Jungmann, Josef
JUNGMANN, JOSEF
Jesuit authority in homiletics and aesthetics; b. Münster, Westphalia, Nov. 12, 1830; d. Innsbruck, Nov. 25, 1885. In 1850 he began his philosophical and theological studies at the German College in Rome and upon their completion in 1855 he was ordained. Two of his brothers also studied at the German College and became priests. His brother Bernard (1833–95) was a lecturer at the University of Louvain and wrote on a wide variety of philosophical and theological topics. On May 5, 1857, Josef entered the Society of Jesus. In 1858, even before the end of his novitiate, he was made professor of homiletics in the reestablished faculty of theology at the University of Innsbruck. He remained at the University lecturing in homiletics and catechetics for many years, exercising an extraordinary influence over the many students who came under his direction. A prolific author of books and articles, he is particularly well known for his specialized treatises on homiletics, aesthetics, and devotion to the Sacred Heart. [For a commentary on Jungmann's work, see Croce's article in Zeitschrift für katholische Theologie (1958) 193–199.] Jungmann's principal works are: Theorie der geistl. Beredsamkeit (2 v. 1877–78; Michael Gatterer, the author's colleague, edited a fourth and much abbreviated edition in 1908 excluding the section on catethetics); Die Schöneit und die schöne Kunst (1886), reedited under the title of Aesthetik (2 v. 1884); Zur Verehrung U.L. Frau (1879); Die Andacht zum hl.

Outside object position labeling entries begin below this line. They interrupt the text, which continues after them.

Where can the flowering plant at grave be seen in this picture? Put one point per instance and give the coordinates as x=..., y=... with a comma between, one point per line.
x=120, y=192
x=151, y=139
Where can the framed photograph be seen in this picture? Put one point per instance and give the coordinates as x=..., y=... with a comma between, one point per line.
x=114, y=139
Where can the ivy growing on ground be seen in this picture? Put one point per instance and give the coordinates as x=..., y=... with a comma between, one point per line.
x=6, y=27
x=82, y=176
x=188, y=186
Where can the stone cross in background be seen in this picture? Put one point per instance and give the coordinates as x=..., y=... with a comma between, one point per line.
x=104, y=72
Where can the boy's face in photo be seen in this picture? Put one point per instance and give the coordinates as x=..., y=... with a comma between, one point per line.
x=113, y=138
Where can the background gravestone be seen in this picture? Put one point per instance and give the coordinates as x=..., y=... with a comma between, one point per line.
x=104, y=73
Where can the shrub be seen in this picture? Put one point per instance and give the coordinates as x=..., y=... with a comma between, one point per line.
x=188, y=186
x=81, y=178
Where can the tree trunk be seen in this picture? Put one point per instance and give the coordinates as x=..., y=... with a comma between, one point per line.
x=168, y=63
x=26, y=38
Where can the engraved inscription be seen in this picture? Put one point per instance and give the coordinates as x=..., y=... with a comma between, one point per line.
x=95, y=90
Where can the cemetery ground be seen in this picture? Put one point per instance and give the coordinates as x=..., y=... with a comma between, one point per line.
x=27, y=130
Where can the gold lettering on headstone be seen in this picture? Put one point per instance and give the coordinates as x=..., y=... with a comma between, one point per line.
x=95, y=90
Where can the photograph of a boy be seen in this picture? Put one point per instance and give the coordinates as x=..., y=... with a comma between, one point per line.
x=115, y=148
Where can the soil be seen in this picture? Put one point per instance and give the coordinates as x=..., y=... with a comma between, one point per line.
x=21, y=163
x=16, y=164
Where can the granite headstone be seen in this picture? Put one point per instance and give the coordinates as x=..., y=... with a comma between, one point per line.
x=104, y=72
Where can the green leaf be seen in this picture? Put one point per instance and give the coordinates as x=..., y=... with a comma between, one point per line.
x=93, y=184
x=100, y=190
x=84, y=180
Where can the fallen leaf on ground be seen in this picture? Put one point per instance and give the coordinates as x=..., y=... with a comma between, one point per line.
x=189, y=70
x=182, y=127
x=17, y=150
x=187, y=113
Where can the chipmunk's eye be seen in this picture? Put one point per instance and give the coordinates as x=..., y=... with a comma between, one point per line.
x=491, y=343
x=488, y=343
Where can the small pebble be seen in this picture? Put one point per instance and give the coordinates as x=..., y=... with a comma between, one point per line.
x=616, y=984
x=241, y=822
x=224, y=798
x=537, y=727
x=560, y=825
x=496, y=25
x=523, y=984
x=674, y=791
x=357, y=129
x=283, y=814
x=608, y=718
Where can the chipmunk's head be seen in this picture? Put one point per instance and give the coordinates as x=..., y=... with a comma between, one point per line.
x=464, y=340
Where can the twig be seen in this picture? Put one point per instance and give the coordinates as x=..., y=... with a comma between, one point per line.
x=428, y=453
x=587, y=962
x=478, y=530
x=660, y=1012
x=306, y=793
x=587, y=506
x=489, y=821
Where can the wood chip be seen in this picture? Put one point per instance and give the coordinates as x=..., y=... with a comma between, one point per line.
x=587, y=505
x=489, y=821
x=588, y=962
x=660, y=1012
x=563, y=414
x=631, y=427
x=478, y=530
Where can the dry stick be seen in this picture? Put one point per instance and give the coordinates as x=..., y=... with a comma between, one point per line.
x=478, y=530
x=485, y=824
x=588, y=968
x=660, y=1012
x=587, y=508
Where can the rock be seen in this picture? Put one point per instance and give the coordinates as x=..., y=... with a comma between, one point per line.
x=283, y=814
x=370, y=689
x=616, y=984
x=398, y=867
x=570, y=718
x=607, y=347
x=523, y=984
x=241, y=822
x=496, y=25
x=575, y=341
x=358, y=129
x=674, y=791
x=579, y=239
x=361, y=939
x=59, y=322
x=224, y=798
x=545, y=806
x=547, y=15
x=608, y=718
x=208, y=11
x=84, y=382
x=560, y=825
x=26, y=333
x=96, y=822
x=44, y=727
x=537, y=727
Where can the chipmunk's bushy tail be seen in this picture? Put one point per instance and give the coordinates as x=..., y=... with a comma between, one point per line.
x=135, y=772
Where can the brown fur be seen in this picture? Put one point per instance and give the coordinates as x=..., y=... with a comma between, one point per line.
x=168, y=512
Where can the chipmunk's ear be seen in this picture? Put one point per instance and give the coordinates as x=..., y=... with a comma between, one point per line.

Herzen Jesu u. die Bedenken gegen dieselbe (1885); Das Gemüt und das Gefühlsvermögen der neueren Psychologie (1885); and the Gefahren belletristischer Lecture (1872).
Bibliography: c. sommervogel, Bibliotèque de la Compagnie de Jésus, 11 v. (Brussels-Paris 1890–1932) 4:884–885. l. koch, Jesuiten-Lexikon: Die Gesellschaft Jesu einst und jetzt (Paderborn 1934); photoduplicated with rev. and suppl., 2 v. (Louvain-Heverlee 1962) 944.